Un road-movie western
Pour The End, le duo met donc un pied dans le domaine du live AV en intégrant dans le show plusieurs écrans de diffusion. « The End, c’est un peu la continuité de notre mode performatif, mais en intégrant la dimension vidéo », confirme Léonardo Della Pietra. Là encore, le processus de déstabilisation opère, puisqu’au lieu de placer ses écrans côte-à-côte pour que le public puisse voir en même temps les images et la performance – configuration « classique » -, ceux-ci sont dispatchés sur les quatre murs de la salle, entourant donc eux-mêmes à distance le public qui cerne la performance, et rendant quasi impossible la visualisation simultanée et intégrale des deux actions, live et différées en quelque sorte.
Autre bonus, les images intègrent un véritable film de fiction : un road-movie western mettant en scène Lolo & Sosaku dans un fil narratif rocambolesque et tout aussi déconstruit. « Ce que l’on voit, ce sont en fait des fragments du documentaire Lolo & Sosaku, The Western Archive, réalisé par Sergio Caballero, détaille Léonardo Della Pietra. La scène finale correspond d’ailleurs à la performance que l’on a donné l’an dernier au Sónar de Barcelone, ce qui fait que la dimension live et les fragments de films s’entrecroisent constamment. »
The End : suite… et fin ?
La provocation est donc presque un sixième sens inné chez Lolo & Sosaku. Sens qui se propage même jusque dans leurs outils et méthodes de communication, puisque le duo a développé un concept de réponse aux interviews via IA qui donne d’amusantes variations en fonction des styles, humeurs et autres consignes de prompt qu’il souhaite implémenter dans ses réponses : une approche performative jusque dans les filtres de communication numérique en quelque sorte !

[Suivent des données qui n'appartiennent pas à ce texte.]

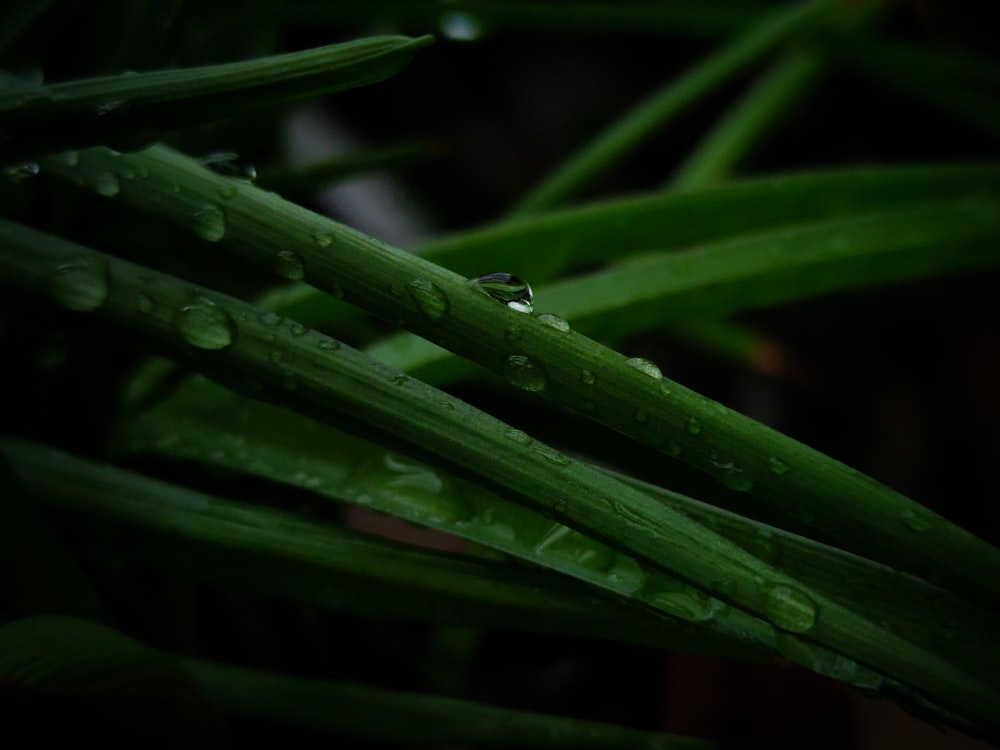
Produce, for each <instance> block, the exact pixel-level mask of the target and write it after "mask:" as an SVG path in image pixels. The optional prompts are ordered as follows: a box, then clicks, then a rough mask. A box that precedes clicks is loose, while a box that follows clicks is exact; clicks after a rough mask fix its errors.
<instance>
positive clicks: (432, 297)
mask: <svg viewBox="0 0 1000 750" xmlns="http://www.w3.org/2000/svg"><path fill="white" fill-rule="evenodd" d="M407 288H408V289H409V292H410V296H411V297H413V301H414V302H416V303H417V307H419V308H420V312H422V313H423V314H424V317H425V318H427V319H428V320H429V321H431V322H432V323H437V322H439V321H441V320H444V318H445V317H446V316H447V315H448V310H449V307H450V306H449V303H448V296H447V295H446V294H445V293H444V292H443V291H442V290H441V288H440V287H438V285H437V284H435V283H433V282H431V281H428V280H427V279H414V280H413V281H411V282H410V284H409V286H408V287H407Z"/></svg>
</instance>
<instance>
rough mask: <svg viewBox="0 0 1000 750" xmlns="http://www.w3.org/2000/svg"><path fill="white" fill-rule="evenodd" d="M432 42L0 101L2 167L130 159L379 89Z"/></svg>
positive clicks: (30, 94)
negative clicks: (81, 159) (81, 150)
mask: <svg viewBox="0 0 1000 750" xmlns="http://www.w3.org/2000/svg"><path fill="white" fill-rule="evenodd" d="M431 41H432V38H431V37H427V36H425V37H420V38H417V39H410V38H408V37H372V38H370V39H360V40H357V41H354V42H347V43H345V44H333V45H329V46H326V47H319V48H317V49H311V50H306V51H304V52H292V53H288V54H284V55H275V56H272V57H266V58H262V59H259V60H248V61H241V62H234V63H226V64H222V65H211V66H206V67H200V68H179V69H176V70H158V71H153V72H149V73H136V74H123V75H116V76H106V77H101V78H91V79H83V80H78V81H67V82H65V83H56V84H52V85H49V86H43V87H37V86H36V87H23V86H14V85H13V79H10V78H9V77H8V78H7V81H8V84H9V85H8V88H7V89H6V90H4V91H2V92H0V120H2V121H3V127H4V138H3V140H2V141H0V162H3V161H5V160H10V159H16V158H24V157H31V156H37V155H38V154H42V153H47V152H52V151H60V150H65V149H70V148H80V147H83V146H91V145H94V144H106V145H109V146H112V147H115V148H118V149H121V150H132V149H136V148H141V147H144V146H147V145H149V144H150V143H152V142H154V141H156V140H158V138H159V136H160V134H162V133H164V132H166V131H170V130H176V129H179V128H183V127H187V126H189V125H193V124H200V123H206V122H212V121H214V120H219V119H223V118H226V117H234V116H236V115H241V114H245V113H247V112H251V111H255V110H259V109H263V108H267V107H273V106H276V105H279V104H286V103H290V102H294V101H297V100H300V99H303V98H306V97H314V96H318V95H320V94H329V93H332V92H335V91H341V90H343V89H348V88H353V87H356V86H363V85H365V84H369V83H374V82H376V81H380V80H382V79H384V78H388V77H389V76H391V75H394V74H395V73H396V72H398V71H399V70H400V69H401V68H403V67H404V66H405V65H406V64H407V63H408V62H409V61H410V60H411V59H412V57H413V55H414V53H416V51H417V50H419V49H421V48H422V47H425V46H427V45H428V44H430V43H431Z"/></svg>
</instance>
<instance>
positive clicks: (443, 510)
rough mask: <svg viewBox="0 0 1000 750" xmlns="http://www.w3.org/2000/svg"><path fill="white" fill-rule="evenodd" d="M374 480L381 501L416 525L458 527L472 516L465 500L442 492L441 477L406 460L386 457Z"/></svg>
mask: <svg viewBox="0 0 1000 750" xmlns="http://www.w3.org/2000/svg"><path fill="white" fill-rule="evenodd" d="M379 475H381V476H379ZM373 480H374V482H375V483H377V486H378V488H379V489H378V491H379V494H380V495H381V496H382V497H383V498H384V499H386V500H389V501H391V503H392V504H394V505H398V506H399V507H400V508H401V509H403V510H405V511H406V513H404V514H403V515H408V516H410V517H411V518H412V520H414V521H416V522H417V523H430V524H444V523H457V522H460V521H466V520H468V519H469V518H471V517H472V516H473V513H474V509H473V507H472V506H471V505H470V504H469V503H468V502H467V501H466V500H465V499H464V498H462V497H461V496H460V495H459V494H458V493H455V492H445V488H446V482H445V479H444V478H443V477H442V476H441V475H440V474H438V473H437V472H436V471H435V470H434V469H432V468H431V467H429V466H426V465H424V464H419V463H416V462H414V461H412V460H410V459H408V458H405V457H402V456H396V455H393V454H391V453H387V454H385V455H384V456H383V457H382V460H381V465H380V467H379V471H378V472H376V476H374V477H373ZM414 511H415V512H414Z"/></svg>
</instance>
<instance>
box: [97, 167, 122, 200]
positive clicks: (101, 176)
mask: <svg viewBox="0 0 1000 750" xmlns="http://www.w3.org/2000/svg"><path fill="white" fill-rule="evenodd" d="M94 190H95V191H96V192H97V194H98V195H103V196H104V197H105V198H113V197H114V196H116V195H118V193H120V192H121V191H122V185H121V182H119V181H118V178H117V177H116V176H115V175H114V174H113V173H111V172H101V173H100V174H99V175H97V176H96V177H94Z"/></svg>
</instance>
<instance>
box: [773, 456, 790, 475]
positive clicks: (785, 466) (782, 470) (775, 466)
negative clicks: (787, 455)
mask: <svg viewBox="0 0 1000 750" xmlns="http://www.w3.org/2000/svg"><path fill="white" fill-rule="evenodd" d="M767 468H768V470H770V472H771V473H772V474H777V475H778V476H781V475H782V474H787V473H788V470H789V469H790V468H791V467H790V466H789V465H788V464H786V463H785V462H784V461H782V460H781V459H780V458H778V457H777V456H771V457H770V458H769V459H767Z"/></svg>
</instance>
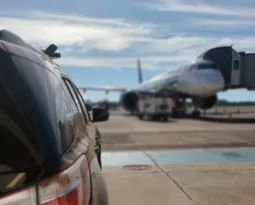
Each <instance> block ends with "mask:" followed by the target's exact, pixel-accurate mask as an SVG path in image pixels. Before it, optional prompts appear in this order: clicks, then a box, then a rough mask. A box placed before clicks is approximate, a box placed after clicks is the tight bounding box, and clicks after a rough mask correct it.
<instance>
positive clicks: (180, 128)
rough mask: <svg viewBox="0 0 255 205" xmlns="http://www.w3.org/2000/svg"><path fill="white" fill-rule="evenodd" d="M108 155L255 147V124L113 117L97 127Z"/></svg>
mask: <svg viewBox="0 0 255 205" xmlns="http://www.w3.org/2000/svg"><path fill="white" fill-rule="evenodd" d="M97 126H98V128H99V130H100V132H101V134H102V149H103V150H105V151H118V150H119V151H123V150H144V149H145V150H148V149H181V148H182V149H187V148H222V147H253V146H255V136H254V130H255V127H254V123H252V122H242V123H229V122H226V123H222V122H212V121H203V120H192V119H170V121H169V122H153V121H142V120H139V119H138V118H137V117H135V116H122V115H113V116H111V117H110V119H109V121H107V122H103V123H97Z"/></svg>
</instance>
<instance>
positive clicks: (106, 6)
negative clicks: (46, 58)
mask: <svg viewBox="0 0 255 205" xmlns="http://www.w3.org/2000/svg"><path fill="white" fill-rule="evenodd" d="M254 8H255V2H254V1H253V0H243V1H242V2H241V1H239V0H225V1H220V0H210V1H209V0H207V1H206V0H140V1H138V0H109V1H103V0H100V1H99V0H93V1H88V0H74V1H63V0H54V1H50V0H44V1H34V0H23V1H22V2H21V1H20V0H8V1H2V2H1V7H0V27H1V28H4V29H7V30H10V31H12V32H14V33H16V34H18V35H19V36H20V37H22V38H23V39H24V40H25V41H27V42H29V43H31V44H33V45H34V46H36V47H38V48H46V47H47V46H48V45H50V44H51V43H54V44H56V45H57V46H58V48H59V51H60V52H61V55H62V57H61V58H60V59H58V60H56V61H57V63H58V64H60V66H61V67H62V68H63V69H64V70H65V72H66V73H67V74H68V75H69V76H70V77H71V79H72V80H73V81H74V82H75V83H76V85H77V86H78V87H82V86H85V87H86V86H87V87H93V86H94V87H98V86H99V87H102V86H112V87H127V88H132V87H135V86H136V85H137V84H138V78H137V69H136V60H137V58H140V59H141V62H142V69H143V75H144V79H148V78H150V77H152V76H154V75H156V74H159V73H160V72H164V71H166V70H171V69H176V68H178V67H179V66H181V65H183V64H187V63H189V62H191V61H192V60H194V59H195V58H196V57H197V56H198V55H199V54H201V53H202V52H204V51H205V50H207V49H209V48H212V47H216V46H222V45H231V44H233V48H234V49H235V50H237V51H241V50H242V51H246V52H255V35H254V34H255V29H254V26H255V21H254V18H255V13H254ZM84 96H85V98H89V99H91V100H93V101H96V100H101V99H104V98H106V97H107V98H108V99H109V100H118V99H119V94H118V93H110V94H108V96H107V95H106V94H105V93H104V92H101V91H94V92H92V91H88V92H86V93H85V94H84ZM219 98H222V99H228V100H231V101H240V100H241V101H244V100H254V101H255V93H254V92H252V91H247V90H234V91H233V90H232V91H227V92H224V93H219Z"/></svg>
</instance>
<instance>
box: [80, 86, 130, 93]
mask: <svg viewBox="0 0 255 205" xmlns="http://www.w3.org/2000/svg"><path fill="white" fill-rule="evenodd" d="M79 89H80V90H82V91H83V92H86V91H87V90H94V91H105V92H107V93H108V92H126V91H127V90H128V89H127V88H120V87H79Z"/></svg>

Concernant l’évolution de leurs performances live, les deux comparses jettent également le trouble. Le titre qui affuble la performance actuelle (The End) en atteste, et semble tout aussi paradoxal que discutable. « Chacune des performances que nous donnons du show a ses variations, explique ainsi Leonardo Della Pietra. Pour Rewire, nous avons utilisé 15 nouvelles machines, six nouveaux microphones, un paquet de cigarettes, quatre joints de marijuana, deux boîtes de vitamine C, entre autres. C’est tout cela qui donne forme au processus sonore. Les machines sont imprévisibles et parfois ne répondent pas comme on le souhaite. Mais on aime cette idée, et on aime le fait que le set soit totalement évolutif. Au moment où je te parle, donc quelques semaines après Rewire, on a déjà changé la moitié des composants du set ! On les transforme, on ne détruit jamais rien. Pour autant, The End paraît avoir atteint son terme. Pour tout dire, on attend sa complète dissolution. On a donné quatre performances du projet et je crois que nous en avons tiré toute sa substance pour pouvoir désormais évoluer vers un nouveau show, plus complexe et ambitieux, avec encore plus de machines, de plans de travail, de fumée. Plus de tension et de chaos, quoi ! » Un The End sans fin, donc, mais avec une constante bouffée d’énergie pour un live AV en mutation et régénération constante, espérons-le également.